O juiz Andrés D’Alessio, da Câmara de Cassação, apresentou-as: “O lugar era como um castelo com poltronas enormes e uma mesa. Lembro que me apresentaram a minha avó e eu dava voltas ao redor da mesa porque não queria entrar em contato com ela. Ela sentou-se em me mostrou algumas fotos de quando eu era pequena, uma no colo de meus pais e outra eu bebê. O que aconteceu neste momento foi que eu me reconheci em uma destas fotos, dei-me conta de que era eu, porque era uma foto igual às primeiras que fizeram de mim na outra casa. Eu olhei e neste momento não disse nada. E não disse nada por muito tempo”.

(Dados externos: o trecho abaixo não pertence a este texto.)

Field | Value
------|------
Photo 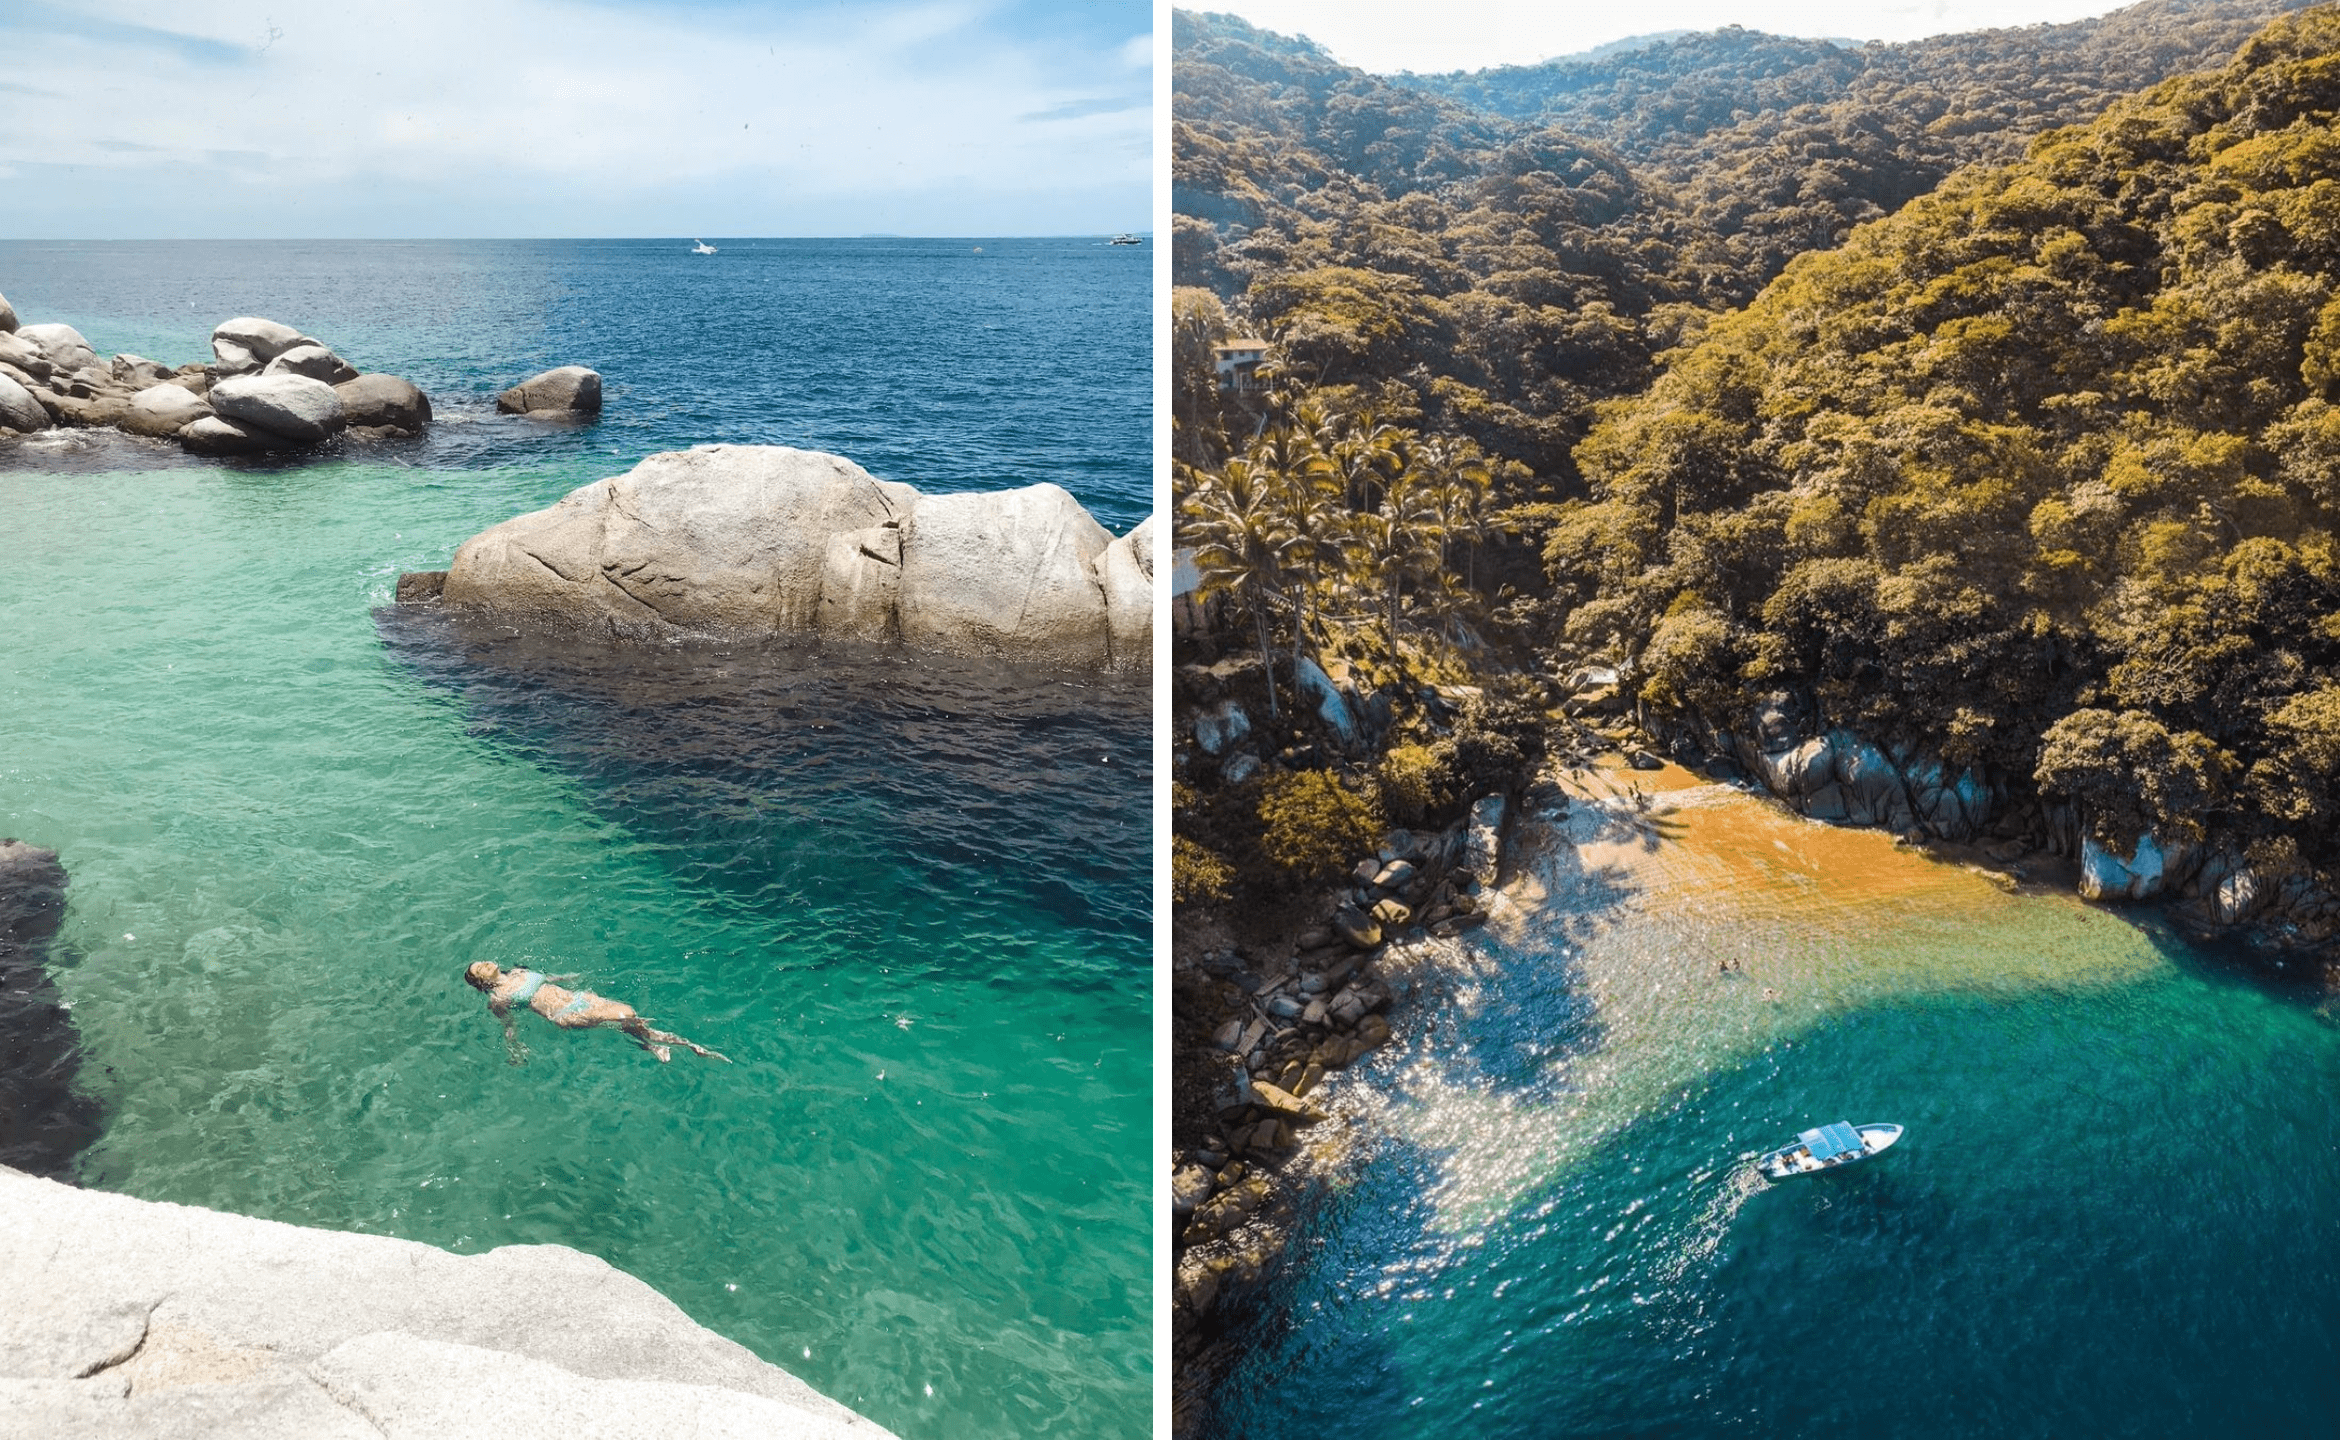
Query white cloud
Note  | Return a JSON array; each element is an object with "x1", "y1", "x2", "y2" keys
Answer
[{"x1": 0, "y1": 0, "x2": 1150, "y2": 236}]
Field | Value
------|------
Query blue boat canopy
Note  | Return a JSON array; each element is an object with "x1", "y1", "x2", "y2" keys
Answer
[{"x1": 1798, "y1": 1123, "x2": 1862, "y2": 1160}]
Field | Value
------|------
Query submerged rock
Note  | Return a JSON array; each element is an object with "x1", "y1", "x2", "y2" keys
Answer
[
  {"x1": 437, "y1": 444, "x2": 1151, "y2": 669},
  {"x1": 497, "y1": 365, "x2": 602, "y2": 418}
]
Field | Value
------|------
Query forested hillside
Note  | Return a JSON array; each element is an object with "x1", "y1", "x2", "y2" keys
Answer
[
  {"x1": 1412, "y1": 0, "x2": 2309, "y2": 293},
  {"x1": 1173, "y1": 0, "x2": 2309, "y2": 484},
  {"x1": 1558, "y1": 5, "x2": 2340, "y2": 868}
]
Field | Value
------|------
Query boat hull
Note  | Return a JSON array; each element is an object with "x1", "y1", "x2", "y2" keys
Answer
[{"x1": 1758, "y1": 1122, "x2": 1903, "y2": 1180}]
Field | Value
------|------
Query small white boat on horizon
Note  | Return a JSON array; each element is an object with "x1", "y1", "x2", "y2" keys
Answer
[
  {"x1": 1758, "y1": 1121, "x2": 1902, "y2": 1180},
  {"x1": 690, "y1": 239, "x2": 718, "y2": 254},
  {"x1": 1109, "y1": 233, "x2": 1143, "y2": 245}
]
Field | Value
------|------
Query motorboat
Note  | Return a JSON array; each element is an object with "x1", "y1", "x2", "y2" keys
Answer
[
  {"x1": 1757, "y1": 1121, "x2": 1902, "y2": 1180},
  {"x1": 1109, "y1": 233, "x2": 1143, "y2": 245},
  {"x1": 691, "y1": 239, "x2": 718, "y2": 254}
]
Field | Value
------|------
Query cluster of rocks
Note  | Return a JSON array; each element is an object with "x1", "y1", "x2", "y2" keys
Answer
[
  {"x1": 1171, "y1": 809, "x2": 1503, "y2": 1324},
  {"x1": 0, "y1": 295, "x2": 432, "y2": 455},
  {"x1": 403, "y1": 444, "x2": 1153, "y2": 670},
  {"x1": 0, "y1": 289, "x2": 606, "y2": 456}
]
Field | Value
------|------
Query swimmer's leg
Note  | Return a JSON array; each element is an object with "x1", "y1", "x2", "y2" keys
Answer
[{"x1": 623, "y1": 1016, "x2": 730, "y2": 1063}]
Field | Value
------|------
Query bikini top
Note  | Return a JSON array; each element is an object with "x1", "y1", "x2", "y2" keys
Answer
[{"x1": 504, "y1": 970, "x2": 547, "y2": 1005}]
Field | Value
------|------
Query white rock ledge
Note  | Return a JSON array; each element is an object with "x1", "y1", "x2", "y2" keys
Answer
[{"x1": 0, "y1": 1166, "x2": 897, "y2": 1440}]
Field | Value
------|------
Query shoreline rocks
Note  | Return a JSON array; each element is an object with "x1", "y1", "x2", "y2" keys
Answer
[
  {"x1": 0, "y1": 1165, "x2": 897, "y2": 1439},
  {"x1": 0, "y1": 301, "x2": 432, "y2": 456},
  {"x1": 497, "y1": 365, "x2": 602, "y2": 419},
  {"x1": 422, "y1": 443, "x2": 1153, "y2": 670}
]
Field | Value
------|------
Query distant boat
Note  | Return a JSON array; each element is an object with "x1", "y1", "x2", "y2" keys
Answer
[
  {"x1": 691, "y1": 239, "x2": 718, "y2": 255},
  {"x1": 1109, "y1": 234, "x2": 1143, "y2": 245},
  {"x1": 1758, "y1": 1121, "x2": 1902, "y2": 1180}
]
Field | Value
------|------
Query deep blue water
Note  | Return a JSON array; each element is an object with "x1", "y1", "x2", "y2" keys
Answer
[
  {"x1": 0, "y1": 237, "x2": 1151, "y2": 1440},
  {"x1": 0, "y1": 236, "x2": 1150, "y2": 530}
]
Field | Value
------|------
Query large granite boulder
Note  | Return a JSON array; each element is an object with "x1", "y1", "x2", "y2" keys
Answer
[
  {"x1": 208, "y1": 373, "x2": 346, "y2": 443},
  {"x1": 1093, "y1": 514, "x2": 1154, "y2": 667},
  {"x1": 119, "y1": 383, "x2": 212, "y2": 439},
  {"x1": 445, "y1": 445, "x2": 912, "y2": 639},
  {"x1": 14, "y1": 324, "x2": 100, "y2": 379},
  {"x1": 0, "y1": 290, "x2": 16, "y2": 333},
  {"x1": 896, "y1": 483, "x2": 1114, "y2": 667},
  {"x1": 432, "y1": 445, "x2": 1151, "y2": 668},
  {"x1": 0, "y1": 1165, "x2": 895, "y2": 1439},
  {"x1": 263, "y1": 343, "x2": 360, "y2": 385},
  {"x1": 211, "y1": 316, "x2": 314, "y2": 376},
  {"x1": 497, "y1": 365, "x2": 601, "y2": 418},
  {"x1": 335, "y1": 373, "x2": 432, "y2": 436},
  {"x1": 0, "y1": 373, "x2": 48, "y2": 433}
]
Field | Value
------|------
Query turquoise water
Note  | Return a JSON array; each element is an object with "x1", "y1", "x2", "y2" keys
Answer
[
  {"x1": 0, "y1": 239, "x2": 1149, "y2": 1440},
  {"x1": 1216, "y1": 784, "x2": 2340, "y2": 1437}
]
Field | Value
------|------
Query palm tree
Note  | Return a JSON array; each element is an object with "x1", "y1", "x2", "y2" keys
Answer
[
  {"x1": 1344, "y1": 465, "x2": 1446, "y2": 670},
  {"x1": 1179, "y1": 457, "x2": 1299, "y2": 717},
  {"x1": 1246, "y1": 425, "x2": 1341, "y2": 662}
]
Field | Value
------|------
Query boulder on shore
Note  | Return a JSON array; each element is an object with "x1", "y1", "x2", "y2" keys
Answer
[
  {"x1": 264, "y1": 343, "x2": 360, "y2": 385},
  {"x1": 0, "y1": 1165, "x2": 896, "y2": 1439},
  {"x1": 14, "y1": 324, "x2": 101, "y2": 379},
  {"x1": 208, "y1": 373, "x2": 346, "y2": 443},
  {"x1": 0, "y1": 290, "x2": 16, "y2": 333},
  {"x1": 178, "y1": 415, "x2": 293, "y2": 457},
  {"x1": 119, "y1": 383, "x2": 212, "y2": 439},
  {"x1": 434, "y1": 443, "x2": 1151, "y2": 669},
  {"x1": 895, "y1": 483, "x2": 1115, "y2": 668},
  {"x1": 335, "y1": 373, "x2": 432, "y2": 437},
  {"x1": 0, "y1": 373, "x2": 48, "y2": 434},
  {"x1": 497, "y1": 365, "x2": 602, "y2": 418},
  {"x1": 211, "y1": 316, "x2": 315, "y2": 376}
]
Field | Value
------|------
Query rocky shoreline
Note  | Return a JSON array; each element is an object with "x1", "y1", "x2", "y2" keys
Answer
[{"x1": 0, "y1": 287, "x2": 598, "y2": 457}]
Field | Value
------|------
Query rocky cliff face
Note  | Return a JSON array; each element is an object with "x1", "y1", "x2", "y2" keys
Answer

Paula tinha oito anos. “Isso explica o meu ceticismo, eu estava lidando com tudo isso um pouco assim, desconfiada. Logo, não sei muito bem como, passei a chorar e a ter sono, e isso não era natural. Queria dormir, como se precisasse descansar, mas não me animava porque não estava seguro onde fazê-lo. Havia uma assistente social, Lembro que me deu um anel e me disse para dormir tranquila: “Durma com o anel e quando acordar você me devolve”. Eu lhe disse que não e pedi o outro anel, que ela tinha na mão, porque imaginava que se ela não tinha me oferecido aquele anel era porque tinha mais valor”.